How does a runner know whether a physio is good? Says Jenny, “Find a physio who runs, who looks at not only your injury, but the training involved and the mental need to get you back into the game. Find one with experience in qualifications, specialisations, methods of treatment as well as availability and convenience of treatment for better compliance in going there.”
Common running injuries
In her clinic, some of the most common injuries in runners that Jenny has seen are as follows.
- Knee Pain – Caused by ITB (Iliotibial band syndrome), weak glutes, poor shoes, amongst other reasons.
Said Jenny, “We treat this with manual hands-on taping, running gait analysis and progressive strength work.”
- Ankle Pain/Plantar Fascia – This can be caused by poor shoe wear, inclusive of work shoes, or increase in training intensity and compressive forces.
Said Jenny, “We treat this with dynamic walking and running foot analysis, hands-on manual skills, therapeutic ultrasound, progressive strength work and running programme analysis, as well as taping.”

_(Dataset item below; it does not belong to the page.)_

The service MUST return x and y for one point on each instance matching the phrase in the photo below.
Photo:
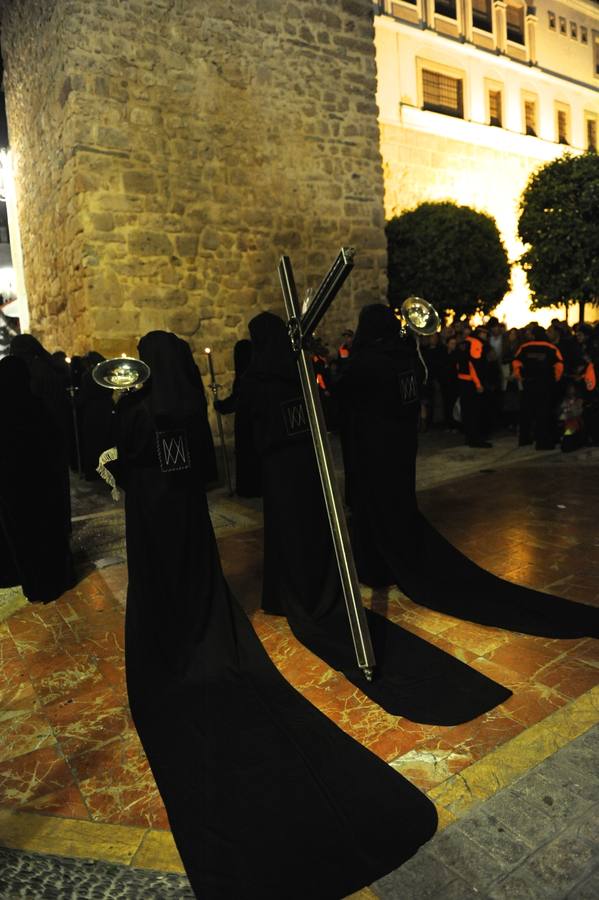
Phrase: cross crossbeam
(302, 325)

- Hamstring Pull – This is caused by too much speed training.
Said Jenny, “We treat it with manual hands-on work, progressive strength work and taping.”
She added, “These injuries are common in runners because running is a dynamic sport that loads the body over hundreds of steps. At some point we will all have some type of injury but it is about how we manage it and how fast we deal with it, that will help you to stay in the game.”
How to return to running after sustaining an injury
And to help runners to get back to their best after sustaining an injury, Jenny said, “We figure out what is the musculoskeletal injury by way of manual test to rule out complete tears like ACL (anterior cruciate ligament) or meniscus or ankle ligaments. Foremost we reduce inflammation and compression forces and gradually add load that a runner can handle while injured parts are healing.”
She continued, “I am a believer of continued movement and therefore cross training becomes a large part of recovery. Physios also use skills such as lymphatic drainage massage, deep tissue/myofascial release and joint mobilisations to help return of function. Our knowledge in exercise prescription and how to progress each stage through use of proper movement is our forte. We treat each client as a person, as an individual; there is no one size fits all and we don’t just treat the symptoms.”
She also stressed that once injured, there is no shortcut to recovery. Says Jenny, “Know that there is no shortcut. But the faster you get issues dealt with, the faster you will bounce back. Most of the time you can see a physio within 24 hours of injury and our job is to get you back moving pain-free as soon as possible.”
Keeping running injuries at bay
She also shares some pointers to help runners to keep injuries at bay. Says Jenny “Proper training with proper recovery days will help to prevent injuries. Runners need to run at least three to four times a week and increase mileage by about 10 per cent weekly. Listen to the body; that is where having a high threshold for pain is not a good disposition to have. Address issues when you feel it, to reduce accumulation of inflammation that will result in a longer time out from running.”
How should runners know whether pain during running is okay and when it is better to stop and rest? Said Jenny, “I always tell my clients to warm up; that is the most implant part to the start of a run. During the first 10 – 15 minutes, stiffness and niggles will be felt; that is normal. But after that runners should feel no pain or niggles that stay at the same place. If there is any pain that happens during a run or after, and is consistent over a week without showing any signs of dissipating, rest and recover for two to three days. But cross train with cycling or swimming to keep the body moving, as long as it does not cause pain.”
In terms of her own running, Jenny feels that her physio knowledge has helped her to run without injury. She says, “I know exactly what body part could be flared up on some runs and I manage it through use of my own skills in taping and exercises, as well as how to train on terrain.”